In 1994, ELIZA was the first “Chatterbox” to be developed by Joseph Weizenbaum at Massachusetts Institute of Technology (MIT). Since then the Chatbot Industry has been evolving and improving alongside the technology development. Today, one in five businesses are using intelligent assistant or chatbots. Why did these companies adopt the Chatbot solutions?
Market Diffusion of Technology
Marketers commonly dissect the timeline of a product using a product adoption curve or market diffusion process. For developed countries, the market for Chatbots is within the early majority stage, quickly approaching critical mass. This spurs the growth of Chatbot developers. For developing countries, Chatbot technologies are still considered advanced technology, which results in diffusion hovering between the early adopters and early majorities. Let’s understand the adoption process from the start.
Innovators & Early Adopters – Tech enthusiasts and Visionaries
The development of AI technology helped Chatbots to resurface and gain attention from individuals, entrepreneurs, and enterprises alike. The impact of AI and ML on Chatbot is straightforward to the tech enthusiasts. Businesses with visionary leaders who saw the technology’s potential were also quick to hop on the bandwagon. The top three industries with the highest consumer acceptance rate of chatbots are online retail, healthcare and telecommunications.
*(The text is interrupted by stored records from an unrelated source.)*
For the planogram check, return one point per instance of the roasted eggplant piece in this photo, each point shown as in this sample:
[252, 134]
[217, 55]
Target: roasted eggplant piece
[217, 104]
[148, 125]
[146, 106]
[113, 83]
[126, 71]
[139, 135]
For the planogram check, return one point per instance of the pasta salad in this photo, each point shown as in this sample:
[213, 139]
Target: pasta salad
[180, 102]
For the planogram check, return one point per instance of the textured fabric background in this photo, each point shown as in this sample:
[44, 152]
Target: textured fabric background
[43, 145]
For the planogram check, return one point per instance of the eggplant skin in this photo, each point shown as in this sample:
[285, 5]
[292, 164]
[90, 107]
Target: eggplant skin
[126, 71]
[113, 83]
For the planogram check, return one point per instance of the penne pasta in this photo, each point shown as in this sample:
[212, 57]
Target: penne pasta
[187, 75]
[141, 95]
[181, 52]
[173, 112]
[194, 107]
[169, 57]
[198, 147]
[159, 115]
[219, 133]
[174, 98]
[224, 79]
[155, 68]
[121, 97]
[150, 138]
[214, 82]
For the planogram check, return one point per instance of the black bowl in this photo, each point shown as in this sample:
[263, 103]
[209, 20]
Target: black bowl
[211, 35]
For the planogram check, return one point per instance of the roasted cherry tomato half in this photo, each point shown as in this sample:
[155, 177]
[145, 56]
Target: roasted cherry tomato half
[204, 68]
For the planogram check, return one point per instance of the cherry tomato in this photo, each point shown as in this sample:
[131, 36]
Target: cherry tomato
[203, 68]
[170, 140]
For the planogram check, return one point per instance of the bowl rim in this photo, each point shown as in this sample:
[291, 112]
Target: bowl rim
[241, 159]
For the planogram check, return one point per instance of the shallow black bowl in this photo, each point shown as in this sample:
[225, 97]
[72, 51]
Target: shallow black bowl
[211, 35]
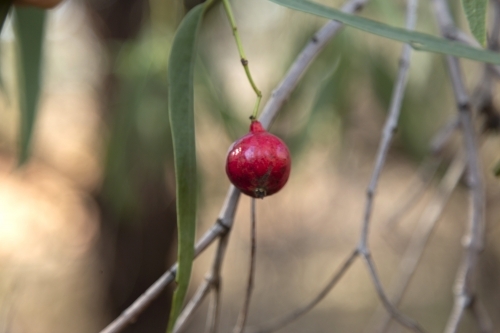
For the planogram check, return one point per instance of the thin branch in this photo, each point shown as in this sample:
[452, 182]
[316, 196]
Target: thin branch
[389, 128]
[483, 320]
[210, 284]
[425, 174]
[398, 316]
[215, 278]
[242, 318]
[443, 135]
[418, 241]
[193, 304]
[279, 97]
[466, 275]
[388, 132]
[280, 323]
[222, 225]
[317, 43]
[414, 192]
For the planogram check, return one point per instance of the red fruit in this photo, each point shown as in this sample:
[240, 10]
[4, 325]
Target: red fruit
[258, 164]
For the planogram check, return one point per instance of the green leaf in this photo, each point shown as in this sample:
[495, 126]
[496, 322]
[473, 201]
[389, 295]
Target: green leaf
[418, 40]
[4, 11]
[475, 11]
[496, 169]
[30, 24]
[180, 106]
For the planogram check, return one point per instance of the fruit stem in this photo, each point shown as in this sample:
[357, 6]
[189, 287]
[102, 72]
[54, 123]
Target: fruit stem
[243, 58]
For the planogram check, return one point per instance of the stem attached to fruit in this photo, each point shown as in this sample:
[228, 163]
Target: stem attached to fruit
[244, 60]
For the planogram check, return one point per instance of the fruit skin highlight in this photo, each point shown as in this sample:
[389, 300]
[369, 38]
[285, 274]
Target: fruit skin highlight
[258, 163]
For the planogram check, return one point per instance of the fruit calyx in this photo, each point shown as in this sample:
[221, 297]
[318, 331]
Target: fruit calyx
[258, 163]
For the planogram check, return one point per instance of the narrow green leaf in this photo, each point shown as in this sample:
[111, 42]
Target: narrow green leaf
[180, 105]
[418, 40]
[30, 24]
[496, 169]
[475, 11]
[4, 11]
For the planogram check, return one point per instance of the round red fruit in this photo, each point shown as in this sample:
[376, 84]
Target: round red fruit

Early Majority - the Pragmatists
Is Chatbot just a hype or does it add value to the firm? Pragmatic business managers are willing to explore solutions within the premise of creating business value, in other words, solution which yields positive ROI. The ability of chatbot providers to build its products with sound business cases for enterprises at a justifiable rate is key to converting the pragmatic decision makers. Currently development of Chatbots serves a wide spectrum of businesses with tried-tested-and-proven use cases (example: online retail, healthcare, logistics, and financial sectors). Many of the use cases are built around the efficiency, availability and the accuracy of work done by Chatbots -- this gives Chatbots more edge in developed countries than in developing countries due to the differences in labour costs.
Late Majority - the Conservatives
Will there still be interest in virtual assistants once the hype fizzles out? Many businesses take on a more passive stance when it comes to technology adoption as they worry about the large sunk costs that may be incurred when the bubble pops. Companies with risk adverse cultures are likely to wait for technology to gain critical mass, or for competitors to adopt the strategy before subscribing to them. For highly differentiated industries, this could be a viable stance but for more competitive industries, the inactivity may allow competitors to gain market share.
Laggards - the Skeptics
Companies are constantly overwhelmed with solutions which promises to improve their businesses. It is easy for decision-makers to fall prey to confirmation bias in the information overload environment. These managers will seek out only the downsides of new solutions in the bid to justify to oneself for rejecting it. If the solution is successful, the laggard managers who are reactive would have lost market shares to their competitors as AI solutions are not implemented overnight. Besides bureaucracies prevalent in large companies, project planning phases, development, user acceptance tests, are also contributory factors to long project lead time.
Channel management is important for successful outreach of businesses especially in the information overload era. There are inherent opportunity costs for businesses which are slow to market.
Within your business environment, how ready is your business and your industry in the adoption process? Which stage do you think your business is ready to take actions in?